Célia s'arrêta, le cœur serré. Les mots d'Aliénor faisaient écho aux propres inquiétudes qu'elle avait ressenties depuis leur arrivée, à cette atmosphère étrange qui flottait dans le manoir. Elle tourna une page, puis une autre. L'écriture devenait plus hâtive, les phrases plus courtes, chargées d'une angoisse palpable.

« 22 août 188█. La nuit est tombée sur Valombre, et elle est plus sombre que jamais. Des secrets sont révélés, des vérités cachées qui se dévoilent dans la pénombre. Il est dit qu'une fortune est enfouie ici, un trésor légué par nos ancêtres. Mais pour quoi faire ? Pour semer la discorde ? Pour attirer la convoitise des hommes sans scrupules ? Je ne veux pas de cette richesse si elle doit nous coûter notre paix. »

Un trésor ? Le mot résonna dans l'esprit de Célia comme une cloche d'alarme joyeuse. Elle sentit une montée d'adrénaline. Elle ne pouvait pas être la seule à lire ces lignes. C'était une histoire, une histoire vécue, ici même, dans ces murs. Elle continua à lire, avidement, parcourant les pages rapides, certaines presque entièrement déchirées, comme si leur contenu avait été arraché avec violence.

« 5 septembre 188█. Les ombres se rapprochent. J'ai peur. J'ai caché ce qui devait l'être, non par avidité, mais par nécessité. Que les générations futures comprennent. Que ceux qui trouveront ceci soient dignes de sa garde. Les indices sont là, pour qui sait voir. Dans les murs, dans les livres, dans la lumière et dans l'obscurité. La clef est dans la connaissance, et la poursuite doit être guidée par le courage et la raison. »

La dernière page était presque vide, à l'exception d'un dessin maladroit, presque enfantin, représentant une grande maison avec une étoile au-dessus. Sous l'étoile, quelques mots griffonnés d'une main tremblante : « Le cœur de Valombre. »

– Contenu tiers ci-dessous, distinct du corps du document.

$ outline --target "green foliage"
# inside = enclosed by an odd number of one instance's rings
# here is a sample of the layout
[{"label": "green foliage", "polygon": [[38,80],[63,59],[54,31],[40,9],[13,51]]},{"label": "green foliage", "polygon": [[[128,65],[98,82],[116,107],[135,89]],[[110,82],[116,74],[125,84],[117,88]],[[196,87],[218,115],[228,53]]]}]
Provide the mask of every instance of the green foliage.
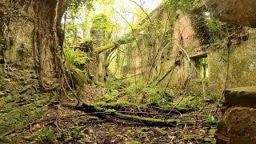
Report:
[{"label": "green foliage", "polygon": [[198,107],[199,102],[200,102],[199,98],[193,97],[193,96],[186,96],[186,97],[184,97],[183,98],[179,98],[178,99],[174,101],[174,102],[171,105],[172,106],[177,106],[176,108],[178,110],[194,110],[199,108]]},{"label": "green foliage", "polygon": [[125,88],[125,91],[130,95],[137,94],[141,91],[145,86],[145,83],[142,79],[138,80],[135,83],[131,84],[130,86]]},{"label": "green foliage", "polygon": [[65,66],[67,69],[67,70],[70,70],[74,65],[76,55],[74,49],[72,48],[67,48],[64,50],[65,54]]},{"label": "green foliage", "polygon": [[82,126],[75,126],[73,130],[71,131],[71,137],[73,138],[74,140],[79,139],[81,137],[81,131]]},{"label": "green foliage", "polygon": [[78,10],[82,6],[86,6],[87,9],[93,8],[93,0],[69,0],[69,9]]}]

Célia referma le journal doucement. Elle se sentait comme transportée dans le temps, au milieu des préoccupations et des peurs d'Aliénor. Un trésor. Des indices. C'était plus qu'une simple trouvaille, c'était une invitation. Une aventure. L'idée la traversa comme un éclair : elle devait en parler à ses parents. Son père, avec son optimisme contagieux, serait sûrement ravi de cette perspective. Sa mère… sa mère serait peut-être plus réticente, plus prudente. Mais Célia savait qu'elle finirait par la convaincre. Elle ne pouvait pas laisser cette histoire s'éteindre dans la poussière du grenier.

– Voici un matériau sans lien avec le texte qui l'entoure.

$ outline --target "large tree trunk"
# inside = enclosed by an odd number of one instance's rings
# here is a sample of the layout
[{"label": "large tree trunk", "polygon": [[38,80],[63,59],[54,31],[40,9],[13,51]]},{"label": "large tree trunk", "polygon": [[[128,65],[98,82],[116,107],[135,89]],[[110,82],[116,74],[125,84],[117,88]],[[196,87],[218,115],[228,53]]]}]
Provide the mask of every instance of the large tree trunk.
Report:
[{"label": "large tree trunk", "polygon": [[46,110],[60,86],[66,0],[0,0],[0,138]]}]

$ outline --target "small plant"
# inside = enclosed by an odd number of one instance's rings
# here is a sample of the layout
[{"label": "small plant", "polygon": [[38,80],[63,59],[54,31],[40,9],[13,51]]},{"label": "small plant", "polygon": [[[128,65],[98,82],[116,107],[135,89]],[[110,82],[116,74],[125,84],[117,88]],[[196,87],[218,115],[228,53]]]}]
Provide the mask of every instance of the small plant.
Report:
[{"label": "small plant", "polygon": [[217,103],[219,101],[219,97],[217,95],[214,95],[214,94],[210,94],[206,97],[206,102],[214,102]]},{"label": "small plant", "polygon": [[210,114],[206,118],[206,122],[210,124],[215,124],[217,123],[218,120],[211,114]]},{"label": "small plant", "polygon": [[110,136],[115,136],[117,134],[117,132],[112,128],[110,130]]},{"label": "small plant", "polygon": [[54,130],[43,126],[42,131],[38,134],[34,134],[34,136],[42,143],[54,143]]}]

Elle regarda autour d'elle. Le grenier, qui lui semblait auparavant un simple amas de vieilleries, prenait maintenant une tout autre dimension. Chaque objet semblait cacher un secret, chaque recoin une énigme. La peur de l'obscurité la tiraillait encore un peu, mais elle était désormais supplantée par une excitation bien plus forte. Aliénor avait écrit que les indices étaient "dans les murs, dans les livres, dans la lumière et dans l'obscurité". C'était un défi. Et Célia était prête à le relever.

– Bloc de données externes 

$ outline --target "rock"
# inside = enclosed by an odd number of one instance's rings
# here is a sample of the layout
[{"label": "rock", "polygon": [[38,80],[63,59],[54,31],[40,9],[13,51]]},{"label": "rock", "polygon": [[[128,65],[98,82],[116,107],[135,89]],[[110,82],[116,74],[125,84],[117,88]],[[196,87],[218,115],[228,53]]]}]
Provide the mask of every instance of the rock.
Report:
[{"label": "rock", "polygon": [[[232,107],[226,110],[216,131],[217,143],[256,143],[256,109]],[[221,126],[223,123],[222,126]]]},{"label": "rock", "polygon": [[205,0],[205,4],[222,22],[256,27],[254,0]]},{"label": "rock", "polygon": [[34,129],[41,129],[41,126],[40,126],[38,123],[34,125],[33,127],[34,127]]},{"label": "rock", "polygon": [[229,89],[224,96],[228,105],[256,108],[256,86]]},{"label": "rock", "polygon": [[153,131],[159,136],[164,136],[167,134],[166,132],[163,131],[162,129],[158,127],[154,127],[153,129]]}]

Elle se leva, serrant le journal contre sa poitrine. Le poids du livre était rassurant. Elle devait sortir de là, retrouver ses parents et leur raconter sa découverte. La poussière lui piquait encore les yeux, mais elle voyait clair. L'aventure commençait. Elle quitta le grenier, le cœur battant la chamade, laissant derrière elle les ombres et la poussière, mais emportant avec elle le journal d'Aliénor, promesse d'un secret à percer et d'un trésor à découvrir. Elle ne savait pas encore à quel point cette quête serait périlleuse, ni comment elle mettrait leur famille à l'épreuve. Mais une chose était sûre : la vie à Valombre ne serait plus jamais ennuyeuse. Au revoir les fantômes silencieux, bonjour les mystères vivants.